The Nature of Thought

The Nature of Thought
Author: Brand Blanshard
Publisher: Routledge
Total Pages: 533
Release: 2014-07-10
Genre: Philosophy
ISBN: 1317851846

First published in 2002. Routledge is an imprint of Taylor & Francis, an informa company.

The Nature of Thought

The Nature of Thought
Author: P. W. Jusczyk
Publisher: Psychology Press
Total Pages: 279
Release: 2014-05-22
Genre: Psychology
ISBN: 1317770188

First published in 1980. This is a collection of lectures around Professor Emeritus Don O.Hebb of Dalhousie University on the major trends in cognitive psychology. It includes essays on Hebb's ideas and impact on current psychological theorizing; his 'structure of thought', and a collection under the section of 'Information-Processing Analysis'.

The Nature of Thought

The Nature of Thought
Author: P. W. Jusczyk
Publisher: Psychology Press
Total Pages: 254
Release: 2014-05-22
Genre: Psychology
ISBN: 131777017X

First published in 1980. This is a collection of lectures around Professor Emeritus Don O.Hebb of Dalhousie University on the major trends in cognitive psychology. It includes essays on Hebb's ideas and impact on current psychological theorizing; his 'structure of thought', and a collection under the section of 'Information-Processing Analysis'.

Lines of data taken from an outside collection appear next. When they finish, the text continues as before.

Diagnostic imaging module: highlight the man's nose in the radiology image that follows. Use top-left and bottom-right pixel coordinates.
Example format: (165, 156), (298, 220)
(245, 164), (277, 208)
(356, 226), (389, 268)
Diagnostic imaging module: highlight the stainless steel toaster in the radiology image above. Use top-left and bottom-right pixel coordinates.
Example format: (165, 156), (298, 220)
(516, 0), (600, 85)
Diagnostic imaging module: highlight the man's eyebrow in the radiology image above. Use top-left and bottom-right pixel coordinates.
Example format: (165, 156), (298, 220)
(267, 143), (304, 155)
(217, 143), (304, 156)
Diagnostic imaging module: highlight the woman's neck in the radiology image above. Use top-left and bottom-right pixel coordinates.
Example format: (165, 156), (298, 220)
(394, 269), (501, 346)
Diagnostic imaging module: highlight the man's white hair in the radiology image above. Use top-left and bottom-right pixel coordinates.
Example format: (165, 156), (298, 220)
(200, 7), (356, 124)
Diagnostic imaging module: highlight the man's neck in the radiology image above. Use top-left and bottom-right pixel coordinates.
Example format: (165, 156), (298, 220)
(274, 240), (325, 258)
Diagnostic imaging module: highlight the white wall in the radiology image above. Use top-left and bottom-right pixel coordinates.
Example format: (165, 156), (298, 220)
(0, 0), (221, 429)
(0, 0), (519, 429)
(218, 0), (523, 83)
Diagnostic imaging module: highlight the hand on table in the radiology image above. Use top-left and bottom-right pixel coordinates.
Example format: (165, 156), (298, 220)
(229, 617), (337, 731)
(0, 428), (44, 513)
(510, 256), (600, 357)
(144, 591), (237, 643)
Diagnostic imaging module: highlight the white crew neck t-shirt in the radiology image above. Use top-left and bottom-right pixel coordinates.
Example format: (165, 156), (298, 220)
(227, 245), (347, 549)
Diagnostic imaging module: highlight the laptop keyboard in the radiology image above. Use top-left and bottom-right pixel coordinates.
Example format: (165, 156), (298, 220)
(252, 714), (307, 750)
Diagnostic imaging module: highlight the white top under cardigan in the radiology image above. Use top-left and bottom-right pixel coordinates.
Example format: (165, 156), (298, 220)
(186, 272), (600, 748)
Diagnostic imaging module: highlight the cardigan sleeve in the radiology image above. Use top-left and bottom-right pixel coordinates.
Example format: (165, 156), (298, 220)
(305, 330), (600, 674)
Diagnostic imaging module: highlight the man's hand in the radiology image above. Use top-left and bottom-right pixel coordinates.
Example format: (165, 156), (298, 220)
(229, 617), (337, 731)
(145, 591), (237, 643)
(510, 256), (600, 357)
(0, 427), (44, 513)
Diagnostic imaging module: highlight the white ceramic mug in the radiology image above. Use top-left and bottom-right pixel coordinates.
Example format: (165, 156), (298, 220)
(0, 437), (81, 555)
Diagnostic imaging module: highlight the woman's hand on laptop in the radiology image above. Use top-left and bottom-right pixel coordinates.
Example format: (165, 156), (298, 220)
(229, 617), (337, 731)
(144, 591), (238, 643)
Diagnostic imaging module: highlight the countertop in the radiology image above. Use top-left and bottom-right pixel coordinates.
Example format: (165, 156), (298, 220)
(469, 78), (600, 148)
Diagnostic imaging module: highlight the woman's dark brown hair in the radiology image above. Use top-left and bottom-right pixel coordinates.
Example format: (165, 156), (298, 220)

Thought Experiments between Nature and Society

Thought Experiments between Nature and Society
Author: Bojan Borstner
Publisher: Cambridge Scholars Publishing
Total Pages: 490
Release: 2017-06-23
Genre: Philosophy
ISBN: 1443873152

As a prominent figure in analytic philosophy of the 20th and 21st centuries, Nenad Miščević has enriched, enhanced, and expanded many areas of the field. This volume, dedicated to him for his 65th birthday, follows the virtues he so much respects – conceptual analysis, rigorous use of logics, and clear definitions – and applies them to a very hot topic in philosophy, thought experiments. Present throughout the history of philosophy, thought experiments have become indispensable for the discipline and for analytic philosophy in particular. But questions can be asked, as to what exactly is a thought experiment, what it consists of, and, most importantly, if it is even useful for philosophy. Next to these conceptual questions, this collection tackles thought experiments that have tradition, some of them very long, like The Ring of Gyges, The Social Contract, and Descartes’ Evil Demon. Others, like Twin Earth, Gettier cases and Brain-in-a-Vat thought experiments, have prompted at least half-a-century-long trails. One cannot understand contemporary analytic philosophy without understanding these trails and traditions. Nenad’s closest friends and colleagues, from all over Europe, share their thoughts on this topic in this book, followed diligently by Nenad’s comments on their work.